New York Theater, Fall ’23

In Dig, by Theresa Rebeck at 59E59 Theaters, every line of dialogue is a speech, illuminating the speaker or advancing the plot. The actions are often loaded metaphors too: Roger’s repotting a damaged plant in the opening scene, giving it food, attention and room to grow, previews the main course of the play, a repotting of the damaged Megan. A lot is thrown at the viewer over several days in the plant shop, and we don’t always know if the business is failing or coming back. There are possibly more plot twists than the play’s single set can contain; but for the most part the play’s careful construction holds things together. Both leads had multifaceted personalities, to say the least, but were ultimately sympathetic, which left us with a good feeling.

By contrast, the lines in Annie Baker’s Infinite Life could have been taken from real life. There wasn’t much plot to advance, nor were characters hot one moment, cold the next. Lines, in fact, were short and few, but many brought a chuckle or a smile of recognition. With great economy, we felt we knew the characters, and each was a more believable, relatable person than anyone in Dig. If there was a moral or message, I missed it. But none was really needed. Yes, there were thoughts on pain, and even sharper ones on sex; but I mainly found myself entranced by Christina Kirk as Sofi as she spent her week at the spa.

Without any intent, a large majority of our theater-going this fall took us to musicals, of very different stripe. The most traditional by far was a revival of Stephen Sondheim’s  Merrily We Roll Along, which has been better received than it was in 1981. The production is superb, and the leading performances of Jonathan Groff and Daniel Radcliffe are excellent; I wasn’t wild about the third, Lindsay Mendez, but that could be due to the role as written. The story is the opposite of uplifting, as it stars a talented songwriter who sells his art for commerce, his wife for glitz, and soul, apparently, to the Hollywood devil. The score, I’m told, is among Sondheim’s best, which for my ear meant the songs were pleasant but not memorable. Ultimately, the whole thing felt dated, like an exquisitely produced Broadway musical of 1981.

In another musical that we enjoyed the action took place in 1976-77, but the feeling was very “now.” Stereophonic recounted the making of a follow-up album by a mixed rock group (three men, two women; three Yanks, two Brits) with two recording engineers as the Greek chorus. We were back in the world of Almost Famous or Spinal Tap, a world I loved in absentia: sex, drugs and rock’n’roll. The songs weren’t part of the plot; they were being recorded for release by this band and, written by Will Butler of Arcade Fire, they were all very good. The actors, amazingly, were as convincing in their music-making as their acting. Each performer got to fully develop their character, including the uncool engineer who ultimately held it all together.

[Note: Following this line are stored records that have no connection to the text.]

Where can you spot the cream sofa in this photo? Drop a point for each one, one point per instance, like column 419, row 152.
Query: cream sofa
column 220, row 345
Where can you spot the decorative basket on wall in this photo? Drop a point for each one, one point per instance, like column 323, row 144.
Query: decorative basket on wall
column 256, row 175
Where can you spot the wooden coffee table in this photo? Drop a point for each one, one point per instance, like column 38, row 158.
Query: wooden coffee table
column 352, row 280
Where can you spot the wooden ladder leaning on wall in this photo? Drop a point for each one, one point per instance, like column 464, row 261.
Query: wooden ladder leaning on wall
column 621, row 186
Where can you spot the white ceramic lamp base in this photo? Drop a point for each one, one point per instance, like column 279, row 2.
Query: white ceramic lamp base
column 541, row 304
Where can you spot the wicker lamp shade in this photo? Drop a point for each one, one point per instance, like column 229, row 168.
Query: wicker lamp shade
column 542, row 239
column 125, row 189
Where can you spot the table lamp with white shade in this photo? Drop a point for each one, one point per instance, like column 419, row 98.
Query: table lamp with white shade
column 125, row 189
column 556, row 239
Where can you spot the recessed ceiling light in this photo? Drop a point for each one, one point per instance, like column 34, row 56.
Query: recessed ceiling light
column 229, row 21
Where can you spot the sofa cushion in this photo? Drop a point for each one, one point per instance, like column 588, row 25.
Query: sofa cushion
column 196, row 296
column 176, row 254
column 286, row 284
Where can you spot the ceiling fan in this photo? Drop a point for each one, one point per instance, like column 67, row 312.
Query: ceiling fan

I know Gutenberg! The Musical was a musical because it said so in the title. It wasn’t like it had songs listed in the program, though. I’m too young for Vaudeville, but this is my idea of what Vaudeville was like: two hams making funny faces, corny jokes and surprisingly deft moves around the stage. Josh Gad’s performance was worth the price of admission, and the play’s premise–Gutenberg transposed his wine press to a printing press, thereby creating people’s ability to read–was clever enough. For one act, at least. You got the jokes, and they were funny; but when intermission came it wasn’t clear why they needed a second act. To sell expensive tickets, I guess.

Here Lies Love, conversely, felt like all music all the time, with dancers running through the balcony aisles, the DJ getting us on our feet, and a general disco vibe running from start to finish (and there was a dance party after that). The real life story of Imelda and Ferdinand Marcos and Ninoy Aquino gave the show historical heft and even offered political parallels to our world today, but it was the creative vision of David Byrne that made this show stand out from anything we’ve seen before. The performers were all great, led by Arielle Jacobs as Imelda.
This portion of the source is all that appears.